Bitcoin Gold has also performed very well since it was launched. The BTG coin reached a record high in December 2017, reaching a market capitalization of just under $8 billion.
However, in May 2018, Bitcoin Gold underwent a “51% attack”. This is when someone (or a group of people working together) can get 51% or more of the total hashrate of the network, which means that it is possible to make changes to the network. As a result, just over $18 million BTG were stolen and converted on a third-party exchange.
This attack is actually quite ironic because the whole point of Bitcoin Gold was to prevent centralized miners from gaining too much control. As a result of the attack, the developers plan to fork the code of Bitcoin Gold to prevent this situation from happening again in the future.
Bitcoin Private was officially launched in March 2018, but in fact, it was not a fork of the original Bitcoin. Everything is a little bit complicated: Bitcoin Private is a fork of the ZClassic, ZClassic is a fork of ZCash and Zcash is a fork of Bitcoin.
Its founder and main developer Rhett Creighton also created ZClassic, and since then other followers have joined the team. Creighton’s idea was to combine the privacy and secrecy of ZClassic with the security and popularity of Bitcoin.
As with the other Bitcoin forks, everyone who had a BTC at the time of launch received 1 to 1 Bitcoin Private (BTCP) coin. In addition, anyone who has a ZClassic (ZCL) also received 1 to 1. In total, the maximum number of BTCP coins is 21 million. The block size is twice of Bitcoin (2 MB), and BTCP can also confirm transactions four times faster.

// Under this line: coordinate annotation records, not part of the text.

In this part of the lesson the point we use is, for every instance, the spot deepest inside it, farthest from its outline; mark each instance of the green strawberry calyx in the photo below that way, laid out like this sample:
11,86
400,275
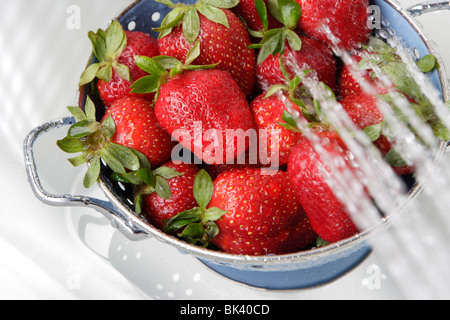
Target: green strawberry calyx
197,225
163,68
288,12
93,140
187,16
383,61
108,46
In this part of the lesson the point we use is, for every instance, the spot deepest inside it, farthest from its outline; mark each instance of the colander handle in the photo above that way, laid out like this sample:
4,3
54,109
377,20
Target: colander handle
426,7
104,207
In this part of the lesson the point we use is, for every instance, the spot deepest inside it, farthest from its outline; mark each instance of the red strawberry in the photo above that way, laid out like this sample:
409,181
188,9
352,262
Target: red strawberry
115,49
267,114
206,111
158,209
264,216
223,39
312,55
326,213
246,9
138,128
346,19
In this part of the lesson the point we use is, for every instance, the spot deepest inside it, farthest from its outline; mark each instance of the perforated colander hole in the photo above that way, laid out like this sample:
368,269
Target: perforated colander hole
131,25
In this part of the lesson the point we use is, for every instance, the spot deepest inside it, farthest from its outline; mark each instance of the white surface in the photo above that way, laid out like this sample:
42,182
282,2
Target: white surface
55,253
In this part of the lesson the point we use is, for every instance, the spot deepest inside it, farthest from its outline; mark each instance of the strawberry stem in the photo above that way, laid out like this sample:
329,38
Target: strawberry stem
197,225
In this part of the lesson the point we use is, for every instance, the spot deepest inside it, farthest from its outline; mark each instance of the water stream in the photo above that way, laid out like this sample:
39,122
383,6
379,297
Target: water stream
414,248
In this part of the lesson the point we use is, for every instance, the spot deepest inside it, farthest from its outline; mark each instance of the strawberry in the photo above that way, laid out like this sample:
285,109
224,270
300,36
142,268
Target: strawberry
247,10
204,109
347,20
212,100
138,128
157,209
306,170
223,38
264,216
115,50
267,113
313,56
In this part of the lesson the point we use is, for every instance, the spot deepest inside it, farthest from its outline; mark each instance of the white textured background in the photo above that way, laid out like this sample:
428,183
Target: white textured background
51,253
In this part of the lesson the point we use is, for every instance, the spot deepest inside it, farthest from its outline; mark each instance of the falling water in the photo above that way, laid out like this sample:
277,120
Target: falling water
415,246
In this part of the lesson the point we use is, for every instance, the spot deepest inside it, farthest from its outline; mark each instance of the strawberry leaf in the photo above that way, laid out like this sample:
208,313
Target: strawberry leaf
147,176
89,74
373,132
116,41
150,65
294,40
147,84
214,214
82,129
262,13
77,113
162,188
183,219
171,20
290,12
224,4
124,155
108,46
191,25
198,225
213,14
167,173
427,63
92,173
122,70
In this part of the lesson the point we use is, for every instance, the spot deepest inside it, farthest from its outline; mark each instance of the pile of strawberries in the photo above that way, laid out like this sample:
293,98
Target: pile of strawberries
220,67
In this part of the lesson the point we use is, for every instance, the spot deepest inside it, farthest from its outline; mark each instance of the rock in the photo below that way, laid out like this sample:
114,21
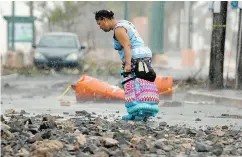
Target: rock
217,150
159,144
135,140
140,131
162,124
101,154
167,148
23,153
117,153
46,147
109,142
233,133
161,134
36,137
200,147
5,133
83,113
8,149
192,132
23,112
90,148
66,113
48,123
10,111
2,118
219,133
187,145
225,127
46,134
81,139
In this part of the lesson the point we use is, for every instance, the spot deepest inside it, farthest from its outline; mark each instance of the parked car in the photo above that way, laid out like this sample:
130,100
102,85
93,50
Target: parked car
58,49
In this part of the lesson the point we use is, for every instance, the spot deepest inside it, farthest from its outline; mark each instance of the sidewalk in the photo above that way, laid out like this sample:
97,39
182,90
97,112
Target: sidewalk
220,97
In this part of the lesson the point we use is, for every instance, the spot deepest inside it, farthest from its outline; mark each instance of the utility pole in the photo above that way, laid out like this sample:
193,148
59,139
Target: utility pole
31,13
238,79
217,46
156,29
13,27
126,10
187,10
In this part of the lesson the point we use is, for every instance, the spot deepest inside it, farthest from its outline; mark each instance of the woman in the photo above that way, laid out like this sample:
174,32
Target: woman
141,94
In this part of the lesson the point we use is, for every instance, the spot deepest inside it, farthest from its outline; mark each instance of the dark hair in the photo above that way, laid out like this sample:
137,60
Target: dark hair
99,15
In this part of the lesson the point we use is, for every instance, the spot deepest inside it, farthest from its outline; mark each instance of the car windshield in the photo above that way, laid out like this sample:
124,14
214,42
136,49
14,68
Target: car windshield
58,41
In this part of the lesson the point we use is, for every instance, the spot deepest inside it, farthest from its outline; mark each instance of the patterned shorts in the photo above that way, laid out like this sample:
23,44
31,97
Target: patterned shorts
140,90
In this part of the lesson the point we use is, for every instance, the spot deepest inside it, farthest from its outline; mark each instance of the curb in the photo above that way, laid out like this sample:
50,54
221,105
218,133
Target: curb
218,99
7,77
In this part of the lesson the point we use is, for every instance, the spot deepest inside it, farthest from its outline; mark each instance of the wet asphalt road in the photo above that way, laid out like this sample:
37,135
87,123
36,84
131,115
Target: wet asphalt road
38,95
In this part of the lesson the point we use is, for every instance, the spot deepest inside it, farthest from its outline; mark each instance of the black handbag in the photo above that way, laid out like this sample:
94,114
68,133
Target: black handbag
144,70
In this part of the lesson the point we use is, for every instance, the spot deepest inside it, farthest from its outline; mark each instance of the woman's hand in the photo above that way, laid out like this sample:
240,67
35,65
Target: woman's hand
127,67
123,38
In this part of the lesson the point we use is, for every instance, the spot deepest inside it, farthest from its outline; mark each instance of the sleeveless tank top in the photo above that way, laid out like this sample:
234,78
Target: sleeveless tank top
138,48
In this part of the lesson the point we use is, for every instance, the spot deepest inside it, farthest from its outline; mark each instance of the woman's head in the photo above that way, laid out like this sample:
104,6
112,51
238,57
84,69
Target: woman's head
104,19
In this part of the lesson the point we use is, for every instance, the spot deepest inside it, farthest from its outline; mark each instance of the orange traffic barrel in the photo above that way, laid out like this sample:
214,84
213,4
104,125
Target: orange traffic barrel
89,88
164,85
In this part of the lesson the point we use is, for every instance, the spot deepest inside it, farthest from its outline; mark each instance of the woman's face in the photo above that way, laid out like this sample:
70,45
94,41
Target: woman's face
103,24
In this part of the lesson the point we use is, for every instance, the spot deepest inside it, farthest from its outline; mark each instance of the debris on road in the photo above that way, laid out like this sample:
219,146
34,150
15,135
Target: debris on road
90,135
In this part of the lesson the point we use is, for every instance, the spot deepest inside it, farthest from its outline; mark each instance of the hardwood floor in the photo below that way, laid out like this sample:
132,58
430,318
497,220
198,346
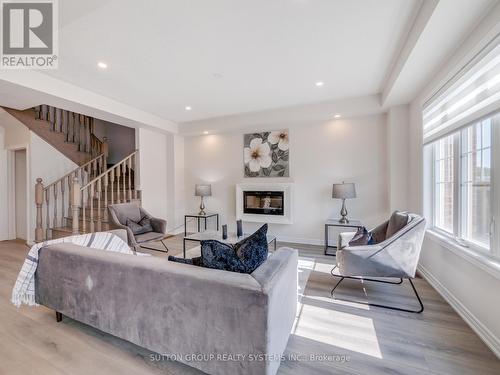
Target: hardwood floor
330,337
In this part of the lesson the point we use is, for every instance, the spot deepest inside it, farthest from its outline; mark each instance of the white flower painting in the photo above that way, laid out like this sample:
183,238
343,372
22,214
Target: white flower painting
266,154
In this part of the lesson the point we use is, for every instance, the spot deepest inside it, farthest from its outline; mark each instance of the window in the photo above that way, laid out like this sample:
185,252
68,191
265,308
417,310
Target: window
461,137
462,179
475,155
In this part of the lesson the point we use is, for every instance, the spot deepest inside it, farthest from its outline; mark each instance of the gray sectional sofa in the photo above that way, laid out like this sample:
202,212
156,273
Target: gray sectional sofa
177,309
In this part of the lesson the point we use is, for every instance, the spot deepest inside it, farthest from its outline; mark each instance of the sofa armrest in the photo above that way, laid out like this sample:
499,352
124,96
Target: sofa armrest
122,233
344,239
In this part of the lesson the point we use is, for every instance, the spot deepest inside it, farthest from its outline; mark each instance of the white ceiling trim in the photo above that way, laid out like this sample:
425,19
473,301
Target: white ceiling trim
36,88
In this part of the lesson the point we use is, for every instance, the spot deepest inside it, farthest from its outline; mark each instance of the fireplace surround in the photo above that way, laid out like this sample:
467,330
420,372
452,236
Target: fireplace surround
265,202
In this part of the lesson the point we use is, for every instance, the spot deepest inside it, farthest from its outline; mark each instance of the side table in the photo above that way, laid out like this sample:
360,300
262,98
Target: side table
354,224
199,218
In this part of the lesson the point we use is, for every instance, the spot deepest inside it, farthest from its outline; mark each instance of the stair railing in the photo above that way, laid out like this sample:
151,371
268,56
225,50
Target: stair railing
55,201
76,127
97,194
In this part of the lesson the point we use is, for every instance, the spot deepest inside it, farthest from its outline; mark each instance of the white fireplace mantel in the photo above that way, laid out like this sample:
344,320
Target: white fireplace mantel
286,188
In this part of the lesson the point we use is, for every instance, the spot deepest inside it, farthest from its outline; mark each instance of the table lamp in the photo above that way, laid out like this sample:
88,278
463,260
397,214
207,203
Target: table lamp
344,191
203,190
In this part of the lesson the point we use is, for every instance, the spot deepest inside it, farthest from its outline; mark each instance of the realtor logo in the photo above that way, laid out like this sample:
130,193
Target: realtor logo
29,34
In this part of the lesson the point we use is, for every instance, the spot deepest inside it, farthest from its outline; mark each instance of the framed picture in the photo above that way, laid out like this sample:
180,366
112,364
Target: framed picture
266,154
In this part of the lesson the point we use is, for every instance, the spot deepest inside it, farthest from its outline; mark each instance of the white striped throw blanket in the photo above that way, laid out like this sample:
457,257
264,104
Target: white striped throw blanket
24,289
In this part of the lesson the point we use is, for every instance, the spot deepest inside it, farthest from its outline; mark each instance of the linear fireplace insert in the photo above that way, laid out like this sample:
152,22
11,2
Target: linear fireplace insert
263,202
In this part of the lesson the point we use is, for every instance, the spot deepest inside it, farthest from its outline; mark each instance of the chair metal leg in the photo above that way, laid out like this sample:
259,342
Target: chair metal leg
375,304
152,248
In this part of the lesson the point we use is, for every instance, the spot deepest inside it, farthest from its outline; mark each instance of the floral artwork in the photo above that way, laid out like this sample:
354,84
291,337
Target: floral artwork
266,154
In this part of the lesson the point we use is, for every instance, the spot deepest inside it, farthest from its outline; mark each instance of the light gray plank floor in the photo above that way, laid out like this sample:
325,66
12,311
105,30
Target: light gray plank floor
331,337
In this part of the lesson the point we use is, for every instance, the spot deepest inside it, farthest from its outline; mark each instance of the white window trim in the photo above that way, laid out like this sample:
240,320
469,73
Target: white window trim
460,244
479,259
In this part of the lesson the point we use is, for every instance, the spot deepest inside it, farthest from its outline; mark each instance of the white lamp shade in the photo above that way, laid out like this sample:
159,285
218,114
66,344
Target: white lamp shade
344,191
203,190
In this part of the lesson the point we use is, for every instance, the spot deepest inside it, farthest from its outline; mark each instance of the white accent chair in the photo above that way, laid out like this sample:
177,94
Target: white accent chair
395,255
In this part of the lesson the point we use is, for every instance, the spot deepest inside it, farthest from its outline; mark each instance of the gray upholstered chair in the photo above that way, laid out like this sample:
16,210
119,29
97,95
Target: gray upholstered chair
395,254
118,215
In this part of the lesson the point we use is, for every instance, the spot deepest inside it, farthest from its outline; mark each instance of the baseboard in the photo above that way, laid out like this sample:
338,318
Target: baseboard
481,330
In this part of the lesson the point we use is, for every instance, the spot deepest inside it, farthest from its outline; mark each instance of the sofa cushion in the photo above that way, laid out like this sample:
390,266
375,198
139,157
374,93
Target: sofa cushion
149,236
361,238
192,261
397,222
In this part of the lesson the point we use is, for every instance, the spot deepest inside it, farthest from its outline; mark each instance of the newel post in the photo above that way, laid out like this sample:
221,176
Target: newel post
39,202
75,199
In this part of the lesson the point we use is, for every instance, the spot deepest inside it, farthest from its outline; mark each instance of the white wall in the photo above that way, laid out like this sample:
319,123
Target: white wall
397,157
161,175
321,153
153,171
468,283
121,139
4,229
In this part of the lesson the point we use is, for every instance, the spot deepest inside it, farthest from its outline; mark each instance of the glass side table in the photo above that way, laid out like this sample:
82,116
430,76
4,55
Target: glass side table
353,224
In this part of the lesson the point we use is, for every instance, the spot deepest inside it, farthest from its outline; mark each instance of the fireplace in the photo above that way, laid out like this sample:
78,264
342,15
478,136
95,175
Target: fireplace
263,202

In addition, just like Bitcoin Gold, the mining mechanism has been changed to prevent people from using the ASIC equipment, which means that mining is much more decentralized than Bitcoin. It also uses the Proof-of-Work consensus mechanism.
Like ZClassic, Bitcoin Private uses what is called “ZK-Snarks”. Although every movement of funds is still visible in the blockchain, the sender and the recipient remain anonymous. This is a bit different from the original Bitcoin because although the identities of the address owners are not disclosed, it is possible to find out how much a certain Bitcoin address has. But you can also go back in time to track which addresses and how each user has been in contact with them.
Bitcoin Diamond was directly forked from the original Bitcoin. The main goal of its development team was to allow users to remain even more anonymous. In this sense, its goal is very similar to Bitcoin Private.
When Bitcoin Diamond was first launched in November 2017, the coins were distributed quite differently from what we mentioned earlier. While the other forks kept 21 million coins restriction, Bitcoin Diamond increased this number 10 times. As a result, if you had held 0.5 BTC at the time of the Bitcoin fork, you would have received 5 Bitcoin Diamond (BCD) coins.
As with Bitcoin Cash, the maximum block size has been increased from 1 MB to 8 MB, the transaction confirmation time is 10 minutes. Some people in the crypto community believe that the Bitcoin Diamond is a fraud, and many are dissatisfied that the team has not even released an official technical document.
Other cryptocurrencies also have their own forks. For example, Ethereum, the second most famous cryptocurrency, is also created as a result of hardfork. There was the original Ethereum blockchain, but hardfork occurred after the hacker stole many ETH coins in The Dao’s smart contract.
Then a significant number of Ethereum users decided to roll back problematic transactions so that the hacker couldn’t use the stolen funds and create a fork.
Opponents of this decision remained in the minority, but continued to support the old chain, which was called Ethereum Classic, and “ETH”, which now ranks second in capitalization, remained Ethereum.